EC2 HTTP status code

Last updated on Jun 3, 2026

EC2 HTTP status code is an AWS chaos fault that rewrites HTTP response status codes on a specified port of a target EC2 instance for a configurable duration. The fault can optionally retain or strip the response body. It interposes a transparent HTTP proxy on the instance, scoped to TARGET_SERVICE_PORT and NETWORK_INTERFACE, and dispatches the proxy via AWS Systems Manager Run Command.

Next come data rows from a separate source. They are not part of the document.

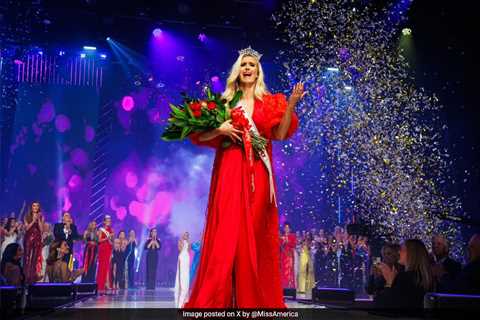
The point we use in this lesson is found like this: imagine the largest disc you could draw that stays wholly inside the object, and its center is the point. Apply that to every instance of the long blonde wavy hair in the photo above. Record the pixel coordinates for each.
(233, 80)
(419, 262)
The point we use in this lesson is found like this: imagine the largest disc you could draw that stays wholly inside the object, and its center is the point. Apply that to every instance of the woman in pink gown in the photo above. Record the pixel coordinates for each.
(240, 258)
(33, 244)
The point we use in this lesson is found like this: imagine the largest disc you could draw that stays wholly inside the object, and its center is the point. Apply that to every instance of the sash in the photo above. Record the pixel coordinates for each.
(107, 234)
(263, 155)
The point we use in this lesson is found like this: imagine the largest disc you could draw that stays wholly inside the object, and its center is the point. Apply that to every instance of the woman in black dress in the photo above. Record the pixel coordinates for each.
(405, 289)
(152, 246)
(90, 237)
(131, 246)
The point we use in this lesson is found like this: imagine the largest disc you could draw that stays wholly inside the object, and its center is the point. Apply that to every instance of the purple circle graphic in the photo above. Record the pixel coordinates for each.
(62, 123)
(79, 158)
(131, 180)
(47, 113)
(89, 133)
(128, 103)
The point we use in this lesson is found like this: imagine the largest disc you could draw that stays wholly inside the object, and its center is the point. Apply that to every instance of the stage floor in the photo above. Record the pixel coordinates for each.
(141, 298)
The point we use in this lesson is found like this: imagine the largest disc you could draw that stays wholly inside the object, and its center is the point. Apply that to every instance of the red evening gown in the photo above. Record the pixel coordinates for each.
(32, 242)
(240, 258)
(287, 261)
(104, 260)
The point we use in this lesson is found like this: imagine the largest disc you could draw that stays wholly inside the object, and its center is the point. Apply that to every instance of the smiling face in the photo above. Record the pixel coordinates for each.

Use this fault to test how clients react when upstream services return specific HTTP error codes: do they distinguish 4xx (don't retry) from 5xx (retry), do they fall back to a cached response, does the circuit breaker trip at the right point, does the error surface cleanly to the user?

Run your first experiment

If you have not configured the chaos infrastructure yet, go to Quickstart to install the chaos infrastructure and run an experiment end to end.

Use cases

Run this fault when you want to answer concrete questions like:

4xx vs 5xx semantics: When the upstream returns 400, does the client refrain from retrying? When it returns 500, does it retry with backoff?
Rate-limit handling: When the upstream returns 429, does the client honour Retry-After and back off, or does it hammer the upstream?
Auth-failure handling: When the upstream returns 401/403, does the client refresh its token and retry, or does it surface the failure?
Circuit-breaker behaviour: Does the circuit open after enough consecutive 5xx responses, and does it close again cleanly when the fault ends?
Cache fallback: When the API returns 502, does the client fall back to a cached or stale response?

Prerequisites

Kubernetes version: 1.21 or later for the chaos infrastructure cluster.
Target instance is reachable via SSM: The instance has the SSM Agent running and an instance profile with AmazonSSMManagedInstanceCore.
Selector provided: Either EC2_INSTANCE_ID or EC2_INSTANCE_TAG is set.
HTTP service runs on TARGET_SERVICE_PORT: A plaintext HTTP service is listening on TARGET_SERVICE_PORT.
AWS credentials available: Either an AWS credentials file uploaded as a File Secret in Harness Secret Manager (see Authentication below) or IRSA on the chaos infrastructure service account.

Supported environments

Platform	Support status
Amazon EC2 (Linux instances with SSM Agent)	Supported
Amazon EKS managed worker nodes	Supported (if SSM Agent is installed)
Amazon EKS self-managed worker nodes	Supported (if SSM Agent is installed)
Targeting by tag	Supported via `EC2_INSTANCE_TAG`
Targeting by ID	Supported via `EC2_INSTANCE_ID`
HTTPS traffic (TLS-encrypted)	Not supported on the target port; terminate TLS upstream
Windows instances	Not supported (Linux-only proxy)

Permissions required

{
  "Version": "2012-10-17",
  "Statement": [
    {
      "Effect": "Allow",
      "Action": [
        "ec2:DescribeInstances",
        "ec2:DescribeInstanceStatus"
      ],
      "Resource": "*"
    },
    {
      "Effect": "Allow",
      "Action": [
        "ssm:SendCommand",
        "ssm:CancelCommand",
        "ssm:GetCommandInvocation",
        "ssm:DescribeInstanceInformation",
        "ssm:GetDocument",
        "ssm:DescribeDocument"
      ],
      "Resource": "*"
    }
  ]
}

Go to common policy for all AWS faults to use a single superset IAM policy.

Authentication

The fault supports three credential delivery models. Pick one based on how your chaos infrastructure is deployed.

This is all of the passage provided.